The unit is smart enough to detect and avoid obstacles as it goes about the many tasks that it can be assigned to. First shown in the United States in April, it made its debut today in Singapore.

Dr Ang says Smart is currently in talks with private companies and government agencies on collaborations to commercialise their vehicles.

They include the National Parks Board (NParks), who may use them to drive visitors around its parks, and the National Environmental Agency (NEA), so its cleaners can concentrate on clearing tables at hawker centres without worrying about navigating crowded aisles with a heavy trolley.

Smart is also in talks with automotive firms like Singapore Technologies Kinetics, to provide the hardware needed to scale up their technology to a level that will be useful to potential customers like NParks and NEA.

“When companies tell us they want to purchase 20 of our self-driving vehicles, we are unable to do that for them. We are only able to provide the software and proof of concept that the vehicle can work,” he said.

Short development window

PHOTO: SMART

The Smart scooter can automatically avoid obstacles. PHOTO: SMART

It took Dr Ang’s team just two months to develop and ready the scooter for an MIT (Massachusetts Institute of Technology) event in April.

This was possible because the sensors and self-driving software his team had been working on since 2010 can be easily transplanted onto different vehicles, he said.

Smart began its developmental work on a golf buggy, and has managed to bring the technology onto cars, and now personal mobility devices like electric scooters.

It envisions a “multi-class mobility” future, where users are able to page for a driverless ride across a few vehicle types to their destinations.

An electric scooter like the one showed off today can drive the user from one end of a building complex to the pickup point of a self-driving car, for instance.

During today’s demonstration, the electric scooter zipped around the pedestrian walkways along the different buildings located in the University Town area in NUS.


VIDEO: Desmond Koh

Whenever someone wanders into the path of the scooter, its sensors will pick up the obstacle and respond within 0.2 seconds, bringing the vehicle to a stop as it attempts to anticipate the person’s next movements.

If the person were to clear the path sufficiently quickly, the scooter will continue onwards in a straight line. If whoever is blocking the vehicle does not seem to be moving away, it will try to weasel away from the person to his left or right.

These scooters can operate for 20 kilometres on a full charge, but Dr Ang says that can be easily expanded with the use of specialised batteries, if needed.

While the vehicle only managed to travel at a maximum of about eight kilometres per hour during the demonstration, it was equal parts fun and fascinating to witness robots gain the cognition to perform what would have been unimaginable just a decade or two ago.

Technology for self-driving cars ‘maturing’

The app that allows users to "page" for the vehicle.
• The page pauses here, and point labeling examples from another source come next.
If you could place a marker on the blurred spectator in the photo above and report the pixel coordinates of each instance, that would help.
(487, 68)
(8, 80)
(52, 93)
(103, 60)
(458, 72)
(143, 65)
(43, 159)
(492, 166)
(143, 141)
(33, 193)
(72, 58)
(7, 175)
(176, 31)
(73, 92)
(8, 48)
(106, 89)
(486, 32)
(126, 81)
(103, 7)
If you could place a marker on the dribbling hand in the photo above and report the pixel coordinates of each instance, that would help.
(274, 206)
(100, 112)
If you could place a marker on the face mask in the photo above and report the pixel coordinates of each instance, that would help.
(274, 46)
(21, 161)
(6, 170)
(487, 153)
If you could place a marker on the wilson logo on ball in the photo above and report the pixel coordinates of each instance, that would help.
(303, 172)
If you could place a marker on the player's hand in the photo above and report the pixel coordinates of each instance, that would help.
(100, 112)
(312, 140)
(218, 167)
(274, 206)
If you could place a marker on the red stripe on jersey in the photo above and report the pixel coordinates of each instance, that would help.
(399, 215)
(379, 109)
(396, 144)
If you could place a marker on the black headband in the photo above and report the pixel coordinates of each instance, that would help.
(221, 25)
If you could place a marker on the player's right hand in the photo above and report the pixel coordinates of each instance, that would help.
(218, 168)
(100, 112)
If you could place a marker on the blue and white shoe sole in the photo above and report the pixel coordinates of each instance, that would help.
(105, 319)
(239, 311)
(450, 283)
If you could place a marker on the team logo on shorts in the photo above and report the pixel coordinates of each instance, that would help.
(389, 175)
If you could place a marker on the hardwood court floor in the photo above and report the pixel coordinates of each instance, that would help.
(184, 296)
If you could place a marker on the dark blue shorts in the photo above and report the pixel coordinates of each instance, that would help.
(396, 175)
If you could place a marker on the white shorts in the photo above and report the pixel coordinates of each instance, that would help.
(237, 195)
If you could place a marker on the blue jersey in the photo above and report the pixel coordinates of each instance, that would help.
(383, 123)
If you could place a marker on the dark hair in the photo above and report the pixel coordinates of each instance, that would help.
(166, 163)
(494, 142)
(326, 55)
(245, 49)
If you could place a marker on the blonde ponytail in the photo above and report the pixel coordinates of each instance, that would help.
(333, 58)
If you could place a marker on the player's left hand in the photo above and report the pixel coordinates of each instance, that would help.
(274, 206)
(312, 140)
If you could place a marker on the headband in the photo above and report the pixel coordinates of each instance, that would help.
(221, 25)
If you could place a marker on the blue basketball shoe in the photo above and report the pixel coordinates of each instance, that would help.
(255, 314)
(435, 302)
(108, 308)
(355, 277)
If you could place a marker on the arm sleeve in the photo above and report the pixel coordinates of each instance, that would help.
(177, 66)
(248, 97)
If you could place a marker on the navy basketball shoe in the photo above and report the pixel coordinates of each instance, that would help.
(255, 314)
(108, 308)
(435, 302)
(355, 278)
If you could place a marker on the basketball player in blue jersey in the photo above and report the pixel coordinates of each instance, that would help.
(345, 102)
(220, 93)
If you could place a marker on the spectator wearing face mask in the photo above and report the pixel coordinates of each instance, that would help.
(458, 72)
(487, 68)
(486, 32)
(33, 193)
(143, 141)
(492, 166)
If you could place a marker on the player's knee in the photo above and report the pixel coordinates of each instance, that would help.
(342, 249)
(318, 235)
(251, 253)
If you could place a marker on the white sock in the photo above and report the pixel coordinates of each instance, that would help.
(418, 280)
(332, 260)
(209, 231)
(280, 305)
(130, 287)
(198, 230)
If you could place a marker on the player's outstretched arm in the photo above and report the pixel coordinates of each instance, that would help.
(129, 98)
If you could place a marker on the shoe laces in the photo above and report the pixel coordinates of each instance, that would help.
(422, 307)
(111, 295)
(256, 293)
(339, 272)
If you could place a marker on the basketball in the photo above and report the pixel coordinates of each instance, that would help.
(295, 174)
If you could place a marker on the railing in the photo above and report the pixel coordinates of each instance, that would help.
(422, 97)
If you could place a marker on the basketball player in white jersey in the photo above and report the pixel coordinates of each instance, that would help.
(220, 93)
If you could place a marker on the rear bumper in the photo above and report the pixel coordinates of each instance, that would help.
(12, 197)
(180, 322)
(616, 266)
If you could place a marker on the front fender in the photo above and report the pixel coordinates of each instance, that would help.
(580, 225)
PHOTO: SMART

The app that allows users to “page” for the vehicle. PHOTO: SMART

Dr Ang says self-driving technology for vehicles navigating pedestrian walkways are sufficiently mature, as the walking speed of humans are slow enough for sensors to respond to. They are known as reactive algorithms as they respond to changes in the environment.
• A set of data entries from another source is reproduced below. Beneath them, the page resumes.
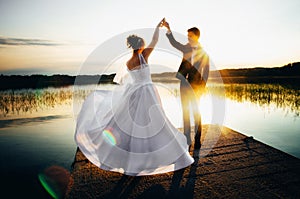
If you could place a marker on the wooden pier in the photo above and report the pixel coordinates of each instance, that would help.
(236, 166)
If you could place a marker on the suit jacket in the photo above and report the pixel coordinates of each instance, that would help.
(197, 74)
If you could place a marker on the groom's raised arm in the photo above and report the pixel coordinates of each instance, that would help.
(175, 43)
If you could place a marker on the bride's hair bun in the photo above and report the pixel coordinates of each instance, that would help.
(135, 42)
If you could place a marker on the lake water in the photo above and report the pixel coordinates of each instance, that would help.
(37, 126)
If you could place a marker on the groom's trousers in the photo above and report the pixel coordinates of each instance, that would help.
(190, 104)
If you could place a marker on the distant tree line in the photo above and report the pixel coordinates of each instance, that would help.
(292, 69)
(286, 74)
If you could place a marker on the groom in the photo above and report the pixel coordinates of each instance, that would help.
(193, 74)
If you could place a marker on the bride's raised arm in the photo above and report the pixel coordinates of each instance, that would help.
(154, 41)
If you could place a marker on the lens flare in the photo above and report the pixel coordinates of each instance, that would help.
(47, 186)
(109, 136)
(55, 181)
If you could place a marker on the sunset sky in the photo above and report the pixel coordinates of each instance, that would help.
(56, 37)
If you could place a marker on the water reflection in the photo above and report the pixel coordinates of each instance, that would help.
(15, 102)
(262, 94)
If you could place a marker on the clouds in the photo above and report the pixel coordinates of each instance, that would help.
(26, 42)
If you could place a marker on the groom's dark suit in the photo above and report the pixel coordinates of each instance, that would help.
(193, 73)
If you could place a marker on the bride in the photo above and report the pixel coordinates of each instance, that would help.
(126, 130)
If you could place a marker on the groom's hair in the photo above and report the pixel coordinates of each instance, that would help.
(195, 30)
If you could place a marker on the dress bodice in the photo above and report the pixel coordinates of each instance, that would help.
(142, 74)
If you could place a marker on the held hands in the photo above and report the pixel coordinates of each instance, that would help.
(165, 24)
(161, 23)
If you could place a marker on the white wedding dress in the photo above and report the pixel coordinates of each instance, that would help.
(126, 130)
The focus of work now is on proactive algorithms, that can make educated guesses on what people and vehicles around the self-driving car are likely to do and pre-empt them.

“For instance, at a traffic intersection, when you see a car from the side road speed up, you will be more cautious, but if they slow down, it will be safe to maintain the same speed,” he said.

Dr Ang believes proactive technologies will need a few more years to mature, as automobiles are a lot faster and purely reacting to dangers in the surrounding will not be sufficient.

The car will need experience on the roads so they can deal with different driving conditions in a process known as machine learning, no different from a child picking up social cues based on his or her understanding of the environment.

Until then, do not be surprised when the “aunty” milling around to collect used plates at the hawker centre near you does so on an intelligent electric scooter.